JPMorgan Wins Dismissal of Madoff Trustee's $19 Billion Common-Law Claims
By Linda Sandler and Bob Van Voris – Nov 2, 2011 12:01 AM ET
Trustee Irving Picard lacks standing to demand common-law damages on behalf of customers of Bernard L. Madoff Investment Securities LLC, U.S. District Judge Colleen McMahon ruled yesterday in New York. The decision also eliminated most of the $2 billion in claims Picard sought from UBS AG. (UBSN)
The ruling removes a potential liability for JPMorgan and chips away another chunk of the $100 billion Picard sought for the con man’s investors. U.S. District Judge Jed Rakoff in July threw out almost $9 billion in damages that Picard demanded from HSBC Holdings Plc (HSBA) and feeder funds, saying the trustee couldn’t bring common-law claims against them.
“We are pleased that Judge McMahon agreed with our arguments and has dismissed all of the trustee’s common law claims for damages,” Jennifer Zuccarelli, a JPMorgan spokeswoman, said in an e-mail.
Picard plans to appeal McMahon’s decision to the U.S. Court of Appeals in Manhattan, said Amanda Remus, a spokeswoman for the trustee. Picard claimed in the suits that New York-based JPMorgan and Zurich-based UBS aided in the fraud and are liable to the people who lost money.
“The trustee and his counsel remain confident in the cases brought against JPMorgan Chase and UBS and related entities as well as in the trustee’s standing to pursue all the claims in connection with those cases,” Remus said in an e-mailed statement.
The amount sought from JPMorgan, Madoff’s primary banker, represented Picard’s estimate of principal lost by all Madoff investors by the time the Ponzi scheme collapsed in December 2008, according to the complaint filed in June. The bank could have stopped the fraud if it had passed on its suspicions to regulators, he alleged.
JPMorgan said it didn’t know about, or in any way become a party to the fraud, and couldn’t be held responsible for a scheme orchestrated by Madoff alone.
McMahon removed the case from bankruptcy court to consider legal questions including whether Picard could bring common-law claims, such as unjust enrichment. The common-law claims must be dismissed and the rest of the case returned to the bankruptcy court, the judge said today.

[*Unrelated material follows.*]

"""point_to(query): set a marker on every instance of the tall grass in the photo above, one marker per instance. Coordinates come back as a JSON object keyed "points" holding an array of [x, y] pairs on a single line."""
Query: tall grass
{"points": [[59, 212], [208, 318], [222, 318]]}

Picard will return to bankruptcy court with remaining claims against JPMorgan for transfers and fees of $1 billion or less, according to court filings.
Madoff is serving a 150-year prison term following a guilty plea. Picard and his firm have made about $224 million in fees since Madoff’s 2008 arrest.
The cases are Picard v. JPMorgan Chase & Co., 11-cv-913; Picard v. UBS Fund Services (Luxembourg) SA, 11-cv-4212, U.S. District Court, Southern District of New York (Manhattan).